Though it is very natural for people to think "how bad I am" or "how bad is that company compared to the other companies" and so on. Also in the end the justice system has to sentence these crimes and there has to be some kind of "badness" metric that should be seen as fair by the general public. I don't think this "they are all just crimes" approach works.

1 comments

Sure, I understand why people want to. I just think it's a futile effort. In order to determine whether bankrupting 1000 people is worse than killing 1 person you have to quantify all those variables, including the value of a human life (an actuary will gladly do that for you). By some measures, say economic impact, killing a single person may not matter at all, depending on who they are. What people want is to quantify morality. Good luck.

However what we do see that correlates to some "badness" metric is the punishment we mete out for crimes. Years of imprisonment is a simple, linear measure that can be used to measure crimes against one another.
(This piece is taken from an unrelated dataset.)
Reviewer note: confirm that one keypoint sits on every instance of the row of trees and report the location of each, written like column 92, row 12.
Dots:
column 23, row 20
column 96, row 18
You see it all the time. So and so killed a person and got X years in prison, but this other guy ran a Ponzi scheme and got Y years in prison. Whether X is greater than Y, and your viewpoint, will determine if you think that's fair or not. But my original point is I think it's a rather pointless determination to begin with because it isn't really telling you anything. It doesn't answer the question of whether one crime is worse than another because that's fundamentally a philosophical question that I don't think can be measured.